La notion de maîtrise d’ouvrage prend tout son sens dans ces projets, impliquant une réflexion sur le schéma directeur qui va projeter dans l’avenir la transformation du SIRH, en vue des fonctionnalités qui pourraient être utiles dans 5 à 10 ans. Tout l’enjeu consiste à prendre en compte le passé et l’avenir pour trouver des réponses dans le présent.

 

Comment DSI et DRH peuvent-elles collaborer efficacement ? Quelles sont les bonnes pratiques ? 

Je vois deux conditions d’une coopération de qualité : il faut être compétent et rester humble. Savoir de quoi on parle, écouter, ne pas chercher à s’imposer, sont autant d’attitudes qui vont permettre d’aborder les problématiques en profondeur et agir de manière pragmatique. Or DSI et DRH sont deux mondes différents, avec une culture et un langage différents. La fonction SIRH peut donc se révéler essentielle en servant de traducteur entre ces deux mondes. 

Nous avons vu que le professionnel SIRH ne peut travailler efficacement que dans la mesure où il existe un schéma directeur de l’évolution du SI et de ses incidences en termes SIRH. Pour autant, j’estime préférable que cette fonction soit rattachée à la DRH pour partir de la problématique métier et conserver ce prisme tout au long du déroulement du projet.

 

Le défi, pour les entreprises, est de disposer de professionnels SIRH bien formés. Quel doit être leur socle de compétences, métiers comme comportementales ?
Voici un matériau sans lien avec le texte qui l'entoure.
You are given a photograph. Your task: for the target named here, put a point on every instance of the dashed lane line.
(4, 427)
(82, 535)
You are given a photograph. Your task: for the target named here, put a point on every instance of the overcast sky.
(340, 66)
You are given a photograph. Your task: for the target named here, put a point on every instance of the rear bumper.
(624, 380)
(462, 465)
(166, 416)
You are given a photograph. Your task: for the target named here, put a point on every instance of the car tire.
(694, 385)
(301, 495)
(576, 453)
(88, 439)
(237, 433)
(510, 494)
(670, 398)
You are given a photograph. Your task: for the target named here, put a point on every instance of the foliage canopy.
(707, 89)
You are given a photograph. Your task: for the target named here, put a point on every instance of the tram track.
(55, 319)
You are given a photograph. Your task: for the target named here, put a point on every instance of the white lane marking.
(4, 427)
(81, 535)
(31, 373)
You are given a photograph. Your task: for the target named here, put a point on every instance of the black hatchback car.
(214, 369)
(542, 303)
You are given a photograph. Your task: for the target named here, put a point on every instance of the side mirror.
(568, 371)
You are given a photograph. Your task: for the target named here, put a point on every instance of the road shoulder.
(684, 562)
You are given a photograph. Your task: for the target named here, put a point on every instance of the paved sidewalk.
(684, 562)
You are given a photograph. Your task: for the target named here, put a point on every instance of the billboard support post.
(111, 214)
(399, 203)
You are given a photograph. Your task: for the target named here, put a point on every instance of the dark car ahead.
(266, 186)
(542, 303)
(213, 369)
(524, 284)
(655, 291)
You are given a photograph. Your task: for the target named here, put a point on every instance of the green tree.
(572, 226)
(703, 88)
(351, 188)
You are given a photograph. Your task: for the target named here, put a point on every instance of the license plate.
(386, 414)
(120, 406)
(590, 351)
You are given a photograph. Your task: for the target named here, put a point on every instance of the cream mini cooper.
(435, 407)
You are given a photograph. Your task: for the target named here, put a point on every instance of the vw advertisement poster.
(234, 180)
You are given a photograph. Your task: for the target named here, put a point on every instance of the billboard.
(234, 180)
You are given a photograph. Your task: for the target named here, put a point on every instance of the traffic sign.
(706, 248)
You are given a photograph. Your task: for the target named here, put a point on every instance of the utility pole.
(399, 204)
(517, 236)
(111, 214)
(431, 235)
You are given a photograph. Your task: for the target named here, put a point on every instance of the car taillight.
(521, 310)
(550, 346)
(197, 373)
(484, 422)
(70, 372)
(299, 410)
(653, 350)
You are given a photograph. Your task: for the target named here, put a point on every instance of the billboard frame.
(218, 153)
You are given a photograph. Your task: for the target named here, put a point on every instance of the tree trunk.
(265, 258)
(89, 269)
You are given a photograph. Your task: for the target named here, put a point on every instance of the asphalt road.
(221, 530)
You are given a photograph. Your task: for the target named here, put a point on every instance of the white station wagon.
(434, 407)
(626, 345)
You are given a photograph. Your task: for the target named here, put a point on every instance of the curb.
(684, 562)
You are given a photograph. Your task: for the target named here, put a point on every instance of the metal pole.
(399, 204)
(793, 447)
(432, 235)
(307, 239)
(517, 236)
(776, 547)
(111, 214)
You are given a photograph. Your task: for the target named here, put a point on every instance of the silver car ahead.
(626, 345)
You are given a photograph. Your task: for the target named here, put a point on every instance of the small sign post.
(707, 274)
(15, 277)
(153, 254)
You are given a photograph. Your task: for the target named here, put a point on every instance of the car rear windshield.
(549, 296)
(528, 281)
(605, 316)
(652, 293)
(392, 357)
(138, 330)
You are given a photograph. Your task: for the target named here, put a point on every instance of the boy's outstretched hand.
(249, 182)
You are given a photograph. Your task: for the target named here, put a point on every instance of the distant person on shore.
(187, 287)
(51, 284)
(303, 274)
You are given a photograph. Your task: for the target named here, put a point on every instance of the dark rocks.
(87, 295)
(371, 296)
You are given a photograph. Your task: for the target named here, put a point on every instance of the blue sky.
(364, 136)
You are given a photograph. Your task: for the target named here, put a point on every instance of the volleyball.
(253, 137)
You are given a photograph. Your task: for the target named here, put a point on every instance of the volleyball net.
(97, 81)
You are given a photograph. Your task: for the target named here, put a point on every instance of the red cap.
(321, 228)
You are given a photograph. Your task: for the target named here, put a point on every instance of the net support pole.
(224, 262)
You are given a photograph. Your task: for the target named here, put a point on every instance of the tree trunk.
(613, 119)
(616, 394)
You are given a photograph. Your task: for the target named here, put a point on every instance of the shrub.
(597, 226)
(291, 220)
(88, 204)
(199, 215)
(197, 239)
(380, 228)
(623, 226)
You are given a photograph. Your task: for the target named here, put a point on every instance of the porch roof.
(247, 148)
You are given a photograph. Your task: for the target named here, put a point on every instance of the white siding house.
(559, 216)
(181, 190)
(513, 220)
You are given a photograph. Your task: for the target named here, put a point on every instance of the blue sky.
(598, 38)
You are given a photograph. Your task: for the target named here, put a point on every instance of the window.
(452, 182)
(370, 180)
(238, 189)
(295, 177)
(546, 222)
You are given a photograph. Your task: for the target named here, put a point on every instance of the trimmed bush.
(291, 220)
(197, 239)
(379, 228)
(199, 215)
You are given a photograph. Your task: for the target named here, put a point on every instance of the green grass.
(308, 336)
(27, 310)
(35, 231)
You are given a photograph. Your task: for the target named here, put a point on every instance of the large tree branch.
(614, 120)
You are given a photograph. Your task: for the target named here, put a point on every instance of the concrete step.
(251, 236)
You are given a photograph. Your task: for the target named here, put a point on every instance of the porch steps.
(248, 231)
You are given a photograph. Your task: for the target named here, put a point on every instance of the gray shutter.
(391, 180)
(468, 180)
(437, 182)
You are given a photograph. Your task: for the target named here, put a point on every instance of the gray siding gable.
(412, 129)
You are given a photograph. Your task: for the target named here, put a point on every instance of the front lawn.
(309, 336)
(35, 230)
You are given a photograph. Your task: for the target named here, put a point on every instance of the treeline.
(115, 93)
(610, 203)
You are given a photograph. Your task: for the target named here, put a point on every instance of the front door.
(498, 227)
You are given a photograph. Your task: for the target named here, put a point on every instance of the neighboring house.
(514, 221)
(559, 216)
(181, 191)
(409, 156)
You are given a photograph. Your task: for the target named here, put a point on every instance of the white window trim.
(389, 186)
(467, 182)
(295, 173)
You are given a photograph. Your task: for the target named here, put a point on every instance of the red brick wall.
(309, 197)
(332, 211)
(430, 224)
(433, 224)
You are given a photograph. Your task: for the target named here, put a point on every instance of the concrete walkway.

Il est tout aussi essentiel de connaître l’ensemble des sujets couverts par la fonction RH que de savoir dialoguer avec la DSI. Dans le master dont j’assure la responsabilité pédagogique, les cours de SIRH vont porter sur deux grands domaines : le traitement des données en masse et la gestion de projet. Les deux vont de pair actuellement ; les principaux projets SIRH portent de nos jours sur le Core RH et cherchent à dépasser les problèmes de qualité et disponibilité des données, sur lesquelles butent les projets d’intelligence artificielle. Sur le volet des soft skills, les compétences primordiales relèvent de la gestion de projet, ce qui implique une habileté relationnelle, un sens de l’organisation, des capacités d’animation managériale, etc.

 

La fonction SIRH est aussi précieuse pour venir en appui des utilisateurs. Grâce à sa connaissance fine des problématiques de terrain, elle peut mettre l’outil SIRH au service des utilisateurs et les aider à en tirer tout le potentiel opérationnel.